Promoting Self-efficacy

Because of the major focus on “growth mindset” in today’s educational world, it only makes sense to discuss self-efficacy alongside it. The two go hand-in-hand. Students with a growth mindset, as opposed to a fixed mindset, believe that, through effort and tenacity, they can improve in their endeavors. Similarly, self-efficacy refers to one’s confidence in his/her ability to execute specific actions in order to attain a goal or arrive at a desired outcome. Essentially, self-efficacy promotes the idea that learning is all about setting your mind to something and going for it, no matter the obstacles. This level of grit and self-confidence is crucial to young learners, which is why it is imperative that teachers help students to develop self-efficacy. Below are suggested instructional strategies and practices can actually help to promote self-efficacy in the classroom.


  • Ask students to talk through and/or write down their method of arriving at an answer or conclusion. This deliberate level of analysis requires students to tap into their reasoning on a metacognitive level—they are asked to think about their own thinking. In being able to articulate why they arrived at a certain answer, students are subconsciously building confidence and developing self-efficacy.
  • Create lessons that promote Socratic dialogue and ask students to question what they are learning, reading, and exploring. This promotes a level of agency over the learning; they are no longer passively receiving the information, they are asked to engage in it and critique it.
  • Design activities and projects that allow for student choice. When students are invested in what they are researching, their exploration becomes more immersive—they more readily dive into the material and gain confidence while doing so. Choice also boosts motivation to succeed, reaffirming one’s self-efficacy once the goal is met.

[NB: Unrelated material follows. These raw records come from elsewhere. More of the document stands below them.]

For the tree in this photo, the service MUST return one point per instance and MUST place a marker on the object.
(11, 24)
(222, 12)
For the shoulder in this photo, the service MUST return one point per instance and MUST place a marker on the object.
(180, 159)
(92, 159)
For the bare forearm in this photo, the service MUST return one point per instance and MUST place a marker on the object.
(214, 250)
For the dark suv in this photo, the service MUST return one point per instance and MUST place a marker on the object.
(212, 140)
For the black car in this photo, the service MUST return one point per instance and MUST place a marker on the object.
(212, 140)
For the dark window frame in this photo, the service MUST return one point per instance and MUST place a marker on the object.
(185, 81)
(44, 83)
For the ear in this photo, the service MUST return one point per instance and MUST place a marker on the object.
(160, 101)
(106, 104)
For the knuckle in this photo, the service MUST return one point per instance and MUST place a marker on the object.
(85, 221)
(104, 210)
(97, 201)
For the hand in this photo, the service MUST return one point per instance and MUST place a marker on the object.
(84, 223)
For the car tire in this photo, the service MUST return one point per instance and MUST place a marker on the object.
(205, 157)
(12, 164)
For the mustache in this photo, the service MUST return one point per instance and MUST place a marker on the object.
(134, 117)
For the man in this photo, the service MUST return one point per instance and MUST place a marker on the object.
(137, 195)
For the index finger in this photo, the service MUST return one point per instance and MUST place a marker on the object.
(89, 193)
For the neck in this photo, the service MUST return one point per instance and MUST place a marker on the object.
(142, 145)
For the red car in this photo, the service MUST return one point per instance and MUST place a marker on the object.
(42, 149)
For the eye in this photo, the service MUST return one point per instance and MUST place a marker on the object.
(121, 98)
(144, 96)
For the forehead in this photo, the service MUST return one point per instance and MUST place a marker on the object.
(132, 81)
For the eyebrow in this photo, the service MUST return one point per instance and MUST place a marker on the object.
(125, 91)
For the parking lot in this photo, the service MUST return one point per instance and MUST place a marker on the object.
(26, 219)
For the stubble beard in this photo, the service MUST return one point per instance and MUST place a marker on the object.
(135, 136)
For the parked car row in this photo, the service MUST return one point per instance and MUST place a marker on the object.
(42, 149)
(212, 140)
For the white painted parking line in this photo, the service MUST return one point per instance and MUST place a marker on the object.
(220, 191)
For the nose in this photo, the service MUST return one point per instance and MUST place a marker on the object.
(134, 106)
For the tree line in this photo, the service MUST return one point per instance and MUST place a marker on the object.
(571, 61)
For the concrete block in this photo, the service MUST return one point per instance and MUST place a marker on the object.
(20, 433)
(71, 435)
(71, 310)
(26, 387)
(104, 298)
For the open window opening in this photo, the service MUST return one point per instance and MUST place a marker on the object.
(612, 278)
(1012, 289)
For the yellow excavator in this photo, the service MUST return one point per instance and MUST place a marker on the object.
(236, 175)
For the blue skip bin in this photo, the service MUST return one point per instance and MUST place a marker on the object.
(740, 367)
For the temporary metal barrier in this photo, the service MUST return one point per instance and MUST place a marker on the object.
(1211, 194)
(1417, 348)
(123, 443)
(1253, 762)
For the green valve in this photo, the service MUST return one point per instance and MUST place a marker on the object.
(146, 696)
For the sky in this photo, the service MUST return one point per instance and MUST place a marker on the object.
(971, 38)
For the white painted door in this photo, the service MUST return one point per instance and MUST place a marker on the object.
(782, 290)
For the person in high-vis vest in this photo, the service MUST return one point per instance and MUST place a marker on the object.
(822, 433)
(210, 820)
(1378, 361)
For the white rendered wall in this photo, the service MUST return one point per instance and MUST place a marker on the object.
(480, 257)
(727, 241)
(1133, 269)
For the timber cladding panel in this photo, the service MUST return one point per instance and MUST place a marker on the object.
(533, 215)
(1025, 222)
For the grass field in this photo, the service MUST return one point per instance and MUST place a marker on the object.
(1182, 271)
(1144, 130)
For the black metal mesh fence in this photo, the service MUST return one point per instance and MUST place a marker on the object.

  • Require students to “create the test” as a review or practice before an assessment. Then, if students’ sample questions are appropriate, include those student-created questions or concepts on the actual exam. Again, this practice helps to hand over the control; the teacher is not the only “keeper of the knowledge.” Instead, students are also given a hand in measuring their own learning.
  • Utilize reflection forms or surveys to practice error analysis and boost students’ self-confidence for the next task. Reflective questions after an exam, essay, or project that hone in on a student’s genuine level of effort and preparation help to show students how they hold the keys to their own success. Include questions on the survey such as, “How did you expect to do?” or, “Based on the time, effort, energy and focus that you put in, did you perform the way you anticipated?” These reflective questions encourage students to think about the way that their preparation or lack thereof has a direct impact on their success. Over time, they will recognize a sense of control over their education, which ultimately builds self-efficacy.
  • Consider creating student portfolios, in which students organize and track their work throughout the year. It is important that students have a clear view of how they have progressed over the course of the school year and how they can set goals for growth in the future. Students also develop self-efficacy by critiquing their own past assignments. Teachers might consider asking students to respond to teacher feedback to include in the portfolio as well. That is, after reflecting and seeing the feedback, how would the student modify the work or assignment?